Hello beloved reader,
I had a whole post written, but now it doesn’t feel “right.” I’m not sure if it’s my Inner Critic acting up, or identification with my ego, or what’s going on. So I’ve decided to simply share what I wrote in a class I’m taking with
called INK & FLAME, where we have been experimenting with writing about interiority and exteriority—the ever-present dance between what is happening within us and the external events in the world that unfolds around us.~
I write to live my dharma1, and my dharma is to evolve my own consciousness and that of others.
“We already have a fireplace right here,” I said, pointing to the opposite wall in the living room of our decades-old log cabin with cathedral ceilings.
In a world that is burning, a world in transition, where we await the phoenix to rise from the ashes, I write words hoping to spark an evolution of consciousness.
Jamie is the one who will clean the window on the front of the Jotul wood-burning stove periodically so we can watch the orangey yellow flames — sometimes tinged with a glowing red, or even sometimes the lick of a blue flame — all dancing over the logs.
I practice remembering the thoughts that pass through my mind, are not who I am; remembering the vast interconnectedness with all of life — all sentient beings, all of our natural world, all of the unseen world.
Then I take the Jotul’s drawer full of ash to the metal bin outside — often requiring me to slip my bare feet into my zip-front sheepskin boots, so I can walk over to the bin lodged in the snow, lift its lid and dump in the ash.
Love matters to me. Loving kindness and compassion matter.
I’ve even been known to do this in my bathrobe in the freezing cold.

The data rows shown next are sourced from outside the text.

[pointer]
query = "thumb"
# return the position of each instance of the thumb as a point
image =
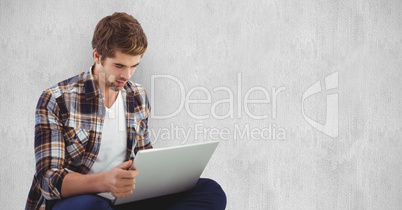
(125, 165)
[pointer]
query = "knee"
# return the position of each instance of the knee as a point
(215, 191)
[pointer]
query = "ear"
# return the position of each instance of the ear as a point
(97, 57)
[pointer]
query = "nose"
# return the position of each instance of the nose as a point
(125, 74)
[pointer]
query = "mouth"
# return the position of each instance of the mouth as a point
(120, 83)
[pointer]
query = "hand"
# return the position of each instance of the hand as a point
(120, 181)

I would love for my writing to spark an evolution of consciousness.
We don’t have any close neighbors out here in the woods, only the trees are watching.
I’m not in control of what wants to flow through me.
We have a ceiling fan that Jamie has rigged up with electronics so that when it’s warmer upstairs in our loft bedroom than it is in the living room—by 2 degrees Fahrenheit—the fan will click onto high and push the warm air back down. I live with a creative genius.
p.s. I’m pressing “publish” live today, rather than scheduling the post to go out at a later time. Right now here in Bulahdelah, Australia where I’m visiting family, it’s 6:10 pm on Saturday March 1st (the eve of my 58th birthday), which is 2am on Saturday morning in New Hampshire, USA where I live.
And as I am about to hit “publish” I offer blessings on this alchemical process of offering my words to the world, and blessings to you as you read these words🥰♥️🙏🕊️
Thank you for sharing your words, love your beautiful intentions! Wishing you a very Happy Birthday! 🎂💕✨
Happy (belated) Birthday!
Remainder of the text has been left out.